Zwar lernt jeder Japaner Englisch in der Schule, da es aber im Alltag
fast nie benötigt wird fehlt es an Übung und das Vergessen ist dementsprechend
groß. Darüberhinaus dürfte auch der Gesichtsverlust hineinspielen:
Es scheint die Angst der Japaner groß zu sein, den Ausländer nicht
zu verstehen bzw. selbst durch die "schlechte" Aussprache
nicht verstanden zu werden.
5.) Nichtsdestotrotz: Die Hilfsbereitschaft der Japaner ist ungeschlagen.
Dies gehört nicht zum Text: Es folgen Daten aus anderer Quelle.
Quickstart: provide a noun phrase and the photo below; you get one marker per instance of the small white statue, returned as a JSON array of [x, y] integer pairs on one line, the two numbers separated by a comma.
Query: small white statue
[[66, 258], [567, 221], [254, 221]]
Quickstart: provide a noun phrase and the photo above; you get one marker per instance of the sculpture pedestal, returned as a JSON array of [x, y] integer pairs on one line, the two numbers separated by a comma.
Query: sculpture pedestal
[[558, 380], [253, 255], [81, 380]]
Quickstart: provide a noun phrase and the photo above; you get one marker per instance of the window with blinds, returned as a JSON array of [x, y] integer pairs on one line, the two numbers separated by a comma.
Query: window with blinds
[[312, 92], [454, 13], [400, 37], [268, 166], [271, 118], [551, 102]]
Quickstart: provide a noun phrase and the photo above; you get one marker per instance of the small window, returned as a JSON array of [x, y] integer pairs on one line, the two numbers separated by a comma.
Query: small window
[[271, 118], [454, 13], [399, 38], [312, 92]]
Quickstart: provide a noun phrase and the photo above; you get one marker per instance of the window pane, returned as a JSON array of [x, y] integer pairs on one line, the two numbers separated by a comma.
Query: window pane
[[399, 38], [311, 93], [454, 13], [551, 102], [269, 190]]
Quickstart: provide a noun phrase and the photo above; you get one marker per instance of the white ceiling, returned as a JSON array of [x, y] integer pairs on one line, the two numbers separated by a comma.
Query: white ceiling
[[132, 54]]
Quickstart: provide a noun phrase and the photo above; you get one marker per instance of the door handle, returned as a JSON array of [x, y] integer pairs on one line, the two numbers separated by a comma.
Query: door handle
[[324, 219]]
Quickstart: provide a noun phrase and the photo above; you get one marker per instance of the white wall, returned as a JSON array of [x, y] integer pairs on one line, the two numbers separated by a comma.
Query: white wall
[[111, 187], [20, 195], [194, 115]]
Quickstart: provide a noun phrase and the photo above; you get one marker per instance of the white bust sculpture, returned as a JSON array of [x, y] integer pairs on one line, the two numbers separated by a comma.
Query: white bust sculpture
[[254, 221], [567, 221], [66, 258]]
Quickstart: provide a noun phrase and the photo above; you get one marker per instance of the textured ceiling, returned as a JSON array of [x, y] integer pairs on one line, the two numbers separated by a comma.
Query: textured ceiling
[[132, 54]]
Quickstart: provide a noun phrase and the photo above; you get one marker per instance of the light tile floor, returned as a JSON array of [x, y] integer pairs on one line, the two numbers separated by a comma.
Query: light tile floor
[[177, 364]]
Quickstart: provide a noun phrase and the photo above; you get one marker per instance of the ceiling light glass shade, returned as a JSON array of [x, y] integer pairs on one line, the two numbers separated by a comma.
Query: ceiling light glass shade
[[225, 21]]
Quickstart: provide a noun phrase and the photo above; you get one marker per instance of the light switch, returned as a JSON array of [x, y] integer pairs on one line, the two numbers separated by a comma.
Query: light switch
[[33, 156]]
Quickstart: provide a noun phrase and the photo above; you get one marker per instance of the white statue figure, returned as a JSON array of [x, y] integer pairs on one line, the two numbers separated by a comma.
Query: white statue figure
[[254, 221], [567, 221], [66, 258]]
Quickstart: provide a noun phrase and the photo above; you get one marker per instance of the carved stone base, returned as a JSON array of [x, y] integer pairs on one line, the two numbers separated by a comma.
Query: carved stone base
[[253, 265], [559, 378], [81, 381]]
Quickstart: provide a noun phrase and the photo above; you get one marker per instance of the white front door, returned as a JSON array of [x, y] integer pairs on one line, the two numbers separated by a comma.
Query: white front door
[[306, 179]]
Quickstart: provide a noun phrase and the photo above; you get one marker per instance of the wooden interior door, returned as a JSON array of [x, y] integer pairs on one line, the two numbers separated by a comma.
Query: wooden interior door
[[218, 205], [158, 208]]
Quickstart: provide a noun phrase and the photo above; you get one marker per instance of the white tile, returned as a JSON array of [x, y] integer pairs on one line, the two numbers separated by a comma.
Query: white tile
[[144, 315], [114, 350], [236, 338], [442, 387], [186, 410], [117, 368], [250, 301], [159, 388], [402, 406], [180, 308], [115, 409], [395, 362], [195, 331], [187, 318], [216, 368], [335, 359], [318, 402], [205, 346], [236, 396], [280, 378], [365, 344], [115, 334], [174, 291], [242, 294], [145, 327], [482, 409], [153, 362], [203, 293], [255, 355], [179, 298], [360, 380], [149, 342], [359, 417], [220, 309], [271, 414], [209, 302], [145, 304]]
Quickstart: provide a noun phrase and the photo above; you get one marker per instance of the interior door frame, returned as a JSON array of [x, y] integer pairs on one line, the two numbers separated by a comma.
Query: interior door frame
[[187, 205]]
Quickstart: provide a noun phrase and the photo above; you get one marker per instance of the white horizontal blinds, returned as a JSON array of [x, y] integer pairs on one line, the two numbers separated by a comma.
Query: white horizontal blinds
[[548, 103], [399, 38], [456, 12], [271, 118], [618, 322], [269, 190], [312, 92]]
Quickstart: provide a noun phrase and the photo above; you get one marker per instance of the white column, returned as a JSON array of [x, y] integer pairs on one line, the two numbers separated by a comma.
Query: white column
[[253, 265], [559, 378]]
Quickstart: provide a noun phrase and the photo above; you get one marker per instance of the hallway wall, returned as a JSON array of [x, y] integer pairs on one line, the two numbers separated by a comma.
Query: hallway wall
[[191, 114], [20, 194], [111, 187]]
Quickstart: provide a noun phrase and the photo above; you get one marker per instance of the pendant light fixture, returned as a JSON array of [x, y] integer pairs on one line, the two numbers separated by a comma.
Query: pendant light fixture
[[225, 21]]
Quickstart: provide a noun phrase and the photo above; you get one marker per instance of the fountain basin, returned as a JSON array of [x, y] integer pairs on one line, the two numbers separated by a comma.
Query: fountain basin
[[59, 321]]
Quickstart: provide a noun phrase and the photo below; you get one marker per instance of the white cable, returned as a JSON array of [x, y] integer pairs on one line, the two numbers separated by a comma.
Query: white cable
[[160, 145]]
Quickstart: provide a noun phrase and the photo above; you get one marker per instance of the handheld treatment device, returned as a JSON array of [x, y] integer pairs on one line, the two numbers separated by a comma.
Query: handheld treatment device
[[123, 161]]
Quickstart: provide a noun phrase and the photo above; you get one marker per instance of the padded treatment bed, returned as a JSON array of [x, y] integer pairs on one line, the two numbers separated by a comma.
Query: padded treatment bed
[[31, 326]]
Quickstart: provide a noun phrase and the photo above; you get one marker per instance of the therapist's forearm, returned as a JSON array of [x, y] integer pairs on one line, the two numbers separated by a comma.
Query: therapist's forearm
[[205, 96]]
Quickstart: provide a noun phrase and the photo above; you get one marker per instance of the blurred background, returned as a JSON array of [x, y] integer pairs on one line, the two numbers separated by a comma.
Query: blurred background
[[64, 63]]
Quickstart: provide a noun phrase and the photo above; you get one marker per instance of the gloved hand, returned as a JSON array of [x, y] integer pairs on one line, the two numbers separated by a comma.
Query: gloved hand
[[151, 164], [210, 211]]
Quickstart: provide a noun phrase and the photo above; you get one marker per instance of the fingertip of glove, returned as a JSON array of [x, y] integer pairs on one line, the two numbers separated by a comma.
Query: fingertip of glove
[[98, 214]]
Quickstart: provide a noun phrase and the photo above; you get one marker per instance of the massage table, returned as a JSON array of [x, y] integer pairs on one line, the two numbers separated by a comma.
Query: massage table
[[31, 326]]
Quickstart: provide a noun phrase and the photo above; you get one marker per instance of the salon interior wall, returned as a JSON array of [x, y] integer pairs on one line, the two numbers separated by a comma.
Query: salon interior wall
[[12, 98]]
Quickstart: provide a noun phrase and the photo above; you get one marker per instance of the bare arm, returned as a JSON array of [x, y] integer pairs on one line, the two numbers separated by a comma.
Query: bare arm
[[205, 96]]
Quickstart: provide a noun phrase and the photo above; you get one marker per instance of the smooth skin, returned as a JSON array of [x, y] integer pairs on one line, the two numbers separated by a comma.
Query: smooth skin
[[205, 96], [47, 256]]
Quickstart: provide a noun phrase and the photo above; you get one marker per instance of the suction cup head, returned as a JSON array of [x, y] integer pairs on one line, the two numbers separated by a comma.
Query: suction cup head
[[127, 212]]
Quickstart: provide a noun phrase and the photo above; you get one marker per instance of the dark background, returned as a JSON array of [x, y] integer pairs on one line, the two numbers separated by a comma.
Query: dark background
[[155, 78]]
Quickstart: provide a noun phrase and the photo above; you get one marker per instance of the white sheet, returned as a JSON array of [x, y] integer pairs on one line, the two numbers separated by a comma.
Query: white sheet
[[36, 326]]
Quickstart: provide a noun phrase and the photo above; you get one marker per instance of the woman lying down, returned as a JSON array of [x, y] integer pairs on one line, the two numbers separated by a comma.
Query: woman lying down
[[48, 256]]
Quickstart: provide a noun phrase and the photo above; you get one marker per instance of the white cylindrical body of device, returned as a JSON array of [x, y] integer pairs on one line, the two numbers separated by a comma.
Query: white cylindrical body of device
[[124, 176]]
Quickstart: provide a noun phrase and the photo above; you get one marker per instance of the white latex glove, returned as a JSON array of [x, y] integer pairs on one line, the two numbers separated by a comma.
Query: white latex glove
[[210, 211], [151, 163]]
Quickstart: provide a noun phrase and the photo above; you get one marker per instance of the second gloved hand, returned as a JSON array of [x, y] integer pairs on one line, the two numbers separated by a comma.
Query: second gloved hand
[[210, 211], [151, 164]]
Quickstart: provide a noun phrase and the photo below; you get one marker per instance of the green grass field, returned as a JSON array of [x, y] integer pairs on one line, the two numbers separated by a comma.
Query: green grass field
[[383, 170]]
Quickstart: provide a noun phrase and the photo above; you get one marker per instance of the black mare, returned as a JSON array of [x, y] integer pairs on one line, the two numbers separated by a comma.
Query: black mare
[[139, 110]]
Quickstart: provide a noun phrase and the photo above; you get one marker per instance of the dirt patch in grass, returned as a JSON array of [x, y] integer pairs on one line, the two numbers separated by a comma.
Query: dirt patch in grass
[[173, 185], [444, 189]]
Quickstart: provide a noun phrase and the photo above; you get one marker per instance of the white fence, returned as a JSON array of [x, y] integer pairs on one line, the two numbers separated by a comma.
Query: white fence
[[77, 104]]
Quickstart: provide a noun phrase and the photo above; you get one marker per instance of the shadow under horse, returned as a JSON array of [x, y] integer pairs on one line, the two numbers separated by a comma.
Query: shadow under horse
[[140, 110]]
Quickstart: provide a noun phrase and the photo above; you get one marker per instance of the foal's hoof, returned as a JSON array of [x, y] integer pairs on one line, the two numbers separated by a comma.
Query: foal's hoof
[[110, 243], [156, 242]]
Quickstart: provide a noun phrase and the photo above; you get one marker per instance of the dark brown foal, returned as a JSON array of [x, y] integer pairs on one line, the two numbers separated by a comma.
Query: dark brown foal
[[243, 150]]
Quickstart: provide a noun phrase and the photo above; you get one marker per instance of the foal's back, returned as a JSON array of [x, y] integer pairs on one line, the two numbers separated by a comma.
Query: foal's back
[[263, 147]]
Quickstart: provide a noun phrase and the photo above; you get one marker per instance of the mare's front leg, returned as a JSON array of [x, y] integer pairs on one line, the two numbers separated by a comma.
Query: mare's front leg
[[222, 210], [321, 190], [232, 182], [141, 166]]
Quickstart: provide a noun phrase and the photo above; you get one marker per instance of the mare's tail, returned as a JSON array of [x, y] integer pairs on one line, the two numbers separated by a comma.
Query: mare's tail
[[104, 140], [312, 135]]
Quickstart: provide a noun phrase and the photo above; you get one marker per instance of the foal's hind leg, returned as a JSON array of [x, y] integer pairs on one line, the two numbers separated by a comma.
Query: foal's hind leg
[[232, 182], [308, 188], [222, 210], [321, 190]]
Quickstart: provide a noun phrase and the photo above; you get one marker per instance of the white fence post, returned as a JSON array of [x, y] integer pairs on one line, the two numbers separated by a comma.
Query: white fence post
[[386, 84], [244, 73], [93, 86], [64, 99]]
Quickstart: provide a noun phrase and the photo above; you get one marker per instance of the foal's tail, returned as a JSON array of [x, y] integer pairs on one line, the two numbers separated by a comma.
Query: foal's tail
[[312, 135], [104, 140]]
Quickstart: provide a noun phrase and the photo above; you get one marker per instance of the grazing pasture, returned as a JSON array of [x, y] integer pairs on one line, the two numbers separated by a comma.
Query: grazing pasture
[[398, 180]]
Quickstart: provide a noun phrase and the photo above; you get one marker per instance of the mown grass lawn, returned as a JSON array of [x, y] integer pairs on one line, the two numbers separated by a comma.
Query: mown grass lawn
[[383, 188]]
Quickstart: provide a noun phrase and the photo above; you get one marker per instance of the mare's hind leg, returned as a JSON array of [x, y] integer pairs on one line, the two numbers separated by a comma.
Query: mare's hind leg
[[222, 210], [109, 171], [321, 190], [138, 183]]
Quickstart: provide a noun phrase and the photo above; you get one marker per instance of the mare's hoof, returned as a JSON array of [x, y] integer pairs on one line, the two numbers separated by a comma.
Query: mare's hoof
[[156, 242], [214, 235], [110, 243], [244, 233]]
Wenn es mit dem Englisch nicht so klappt, wird eben wild herumgestikuliert
oder ein weiterer Japaner hinzugezogen.
6.) (Kunden-) Freundlichkeit wird in Japan groß geschrieben: Japaner
verbeugen sich bei jeder Gelegenheit und bedanken sich pausenlos.

7.) Auch die Ehrlichkeit der Japaner ist auffällig: Diebstahlsicherungen
in Kaufhäusern sucht man vergeblich. Wahrscheinlich könnte man auch
auf Schließfächer an Bahnhöfen komplett verzichten und das Gepäck
einfach herumstehen lassen. Die größte Gefahr dürfte dann wohl darin
bestehen, dass sich jemand die Zeit nimmt und auf das Gepäck aufpasst.
8.) Jeder Japaner hat mindestens ein Handy, natürlich auf dem neuesten
Stand der Technik. Aber im Gegensatz zu uns Europäern stellt er es
auf lautlos und telefoniert nicht laut, so dass jeder mitbekommt,
dass heute ein gemeinsames Abendessen mit Schatzibär ansteht. Der
Wunsch, jemanden wegen seier Art zu telefonieren gegen die Wand zu
klatschen, entfällt daher in Japan.
9.) Man wird von einem Japaner so gut wie nie ein "Nein"
zu hören bekommen, da dies als hart bzw. unhöflich empfunden wird
und die Harmonie stört. Diese gilt in Japan als ein hohes Gut, welches
anzustreben und zu schützen allen auferlegt ist. Wer diese Ordnung
stört, sich also nicht an den Verhaltenskodex hält, der muss unweigerlich
mit Sanktionen aus seinem unmittelbarem Umfeld rechnen. Gegenüber
Gaijins sind Japaner aber sehr tolerant bzw. erwarten sie von einem
Ausländer schlicht, dass er sich falsch verhält.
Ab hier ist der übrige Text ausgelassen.